Moreover, the KPK also enjoys massive support from the public, and a group of respected public and religious leaders visited the KPK last week in a show of support. Social media -- Indonesia is now one of the world’s largest users of Facebook and Twitter -- is filled with messages of support and solidarity for the KPK as well as condemnations of the police and politicians.

Last month, the Nahdlatul Ulama (NU), Indonesia’s largest Muslim organization, which has been the bedrock of Islamic moderation, came out with a strong statement calling for the death penalty for corruptors, placing them on par with serial killers, drug traffickers, and terrorists. NU is also threatening to call for a national boycott against paying taxes unless the government cleans up its act.

Although the corruption law is unlikely to change anytime soon to include capital punishment, the NU demand is a reflection of growing public frustration with rampant corruption, in spite of the KPK-led campaign.

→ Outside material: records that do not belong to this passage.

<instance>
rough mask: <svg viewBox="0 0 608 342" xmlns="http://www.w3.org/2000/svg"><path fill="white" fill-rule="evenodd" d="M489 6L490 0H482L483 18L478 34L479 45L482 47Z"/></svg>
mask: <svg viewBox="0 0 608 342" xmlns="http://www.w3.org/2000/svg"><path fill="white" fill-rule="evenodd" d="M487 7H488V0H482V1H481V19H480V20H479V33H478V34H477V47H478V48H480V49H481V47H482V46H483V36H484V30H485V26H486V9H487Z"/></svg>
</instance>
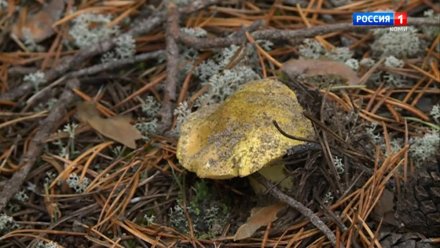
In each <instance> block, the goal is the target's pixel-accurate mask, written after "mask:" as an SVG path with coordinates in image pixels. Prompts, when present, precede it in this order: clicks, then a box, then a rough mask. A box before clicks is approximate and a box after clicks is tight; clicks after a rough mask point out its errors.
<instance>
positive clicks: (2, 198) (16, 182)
mask: <svg viewBox="0 0 440 248" xmlns="http://www.w3.org/2000/svg"><path fill="white" fill-rule="evenodd" d="M78 86H79V81H78V80H77V79H75V78H74V79H71V80H69V82H68V83H67V87H66V88H65V89H64V91H63V93H62V95H61V97H60V99H59V100H58V102H57V105H56V106H55V107H54V108H53V109H52V110H51V111H50V113H49V115H48V116H47V117H46V119H44V120H43V121H42V122H41V124H40V126H39V127H38V130H37V132H36V133H35V136H34V137H33V138H32V139H31V141H30V144H29V148H28V149H27V151H26V153H25V154H24V156H23V158H22V159H21V161H20V164H22V166H20V169H19V170H18V171H16V172H15V173H14V175H13V176H12V177H11V178H10V179H9V180H8V182H7V183H6V184H5V185H4V186H3V189H2V191H1V192H0V211H2V210H3V209H4V208H5V206H6V204H8V202H9V200H10V199H11V198H12V197H13V196H14V195H15V194H16V193H17V192H18V191H19V190H20V188H21V186H22V184H23V182H24V181H25V179H26V177H27V175H28V174H29V172H30V170H31V168H32V166H33V165H34V163H35V161H36V160H37V158H38V157H39V156H40V154H41V152H42V151H43V147H44V146H43V145H44V143H45V141H46V140H47V139H48V138H49V135H50V134H51V133H52V131H53V130H54V129H55V128H57V125H59V124H60V120H62V119H63V118H64V117H65V115H66V111H67V108H68V107H69V105H71V104H72V103H73V102H74V101H75V98H76V95H75V94H73V92H72V89H73V88H76V87H78Z"/></svg>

With general elections two years away, some of the political parties that are taking part in the campaign to weaken the KPK are wavering in view of the public reaction and the NU’s demand. Some parties have indicated that they are withdrawing their support for the bill that would take away many of the KPK’s powers.

The nation’s mood is still clearly very much behind the KPK’s anti-graft drive. The public wants the campaign to be more aggressive, not less. Politicians who take part in the campaign to weaken the KPK do so at their own peril.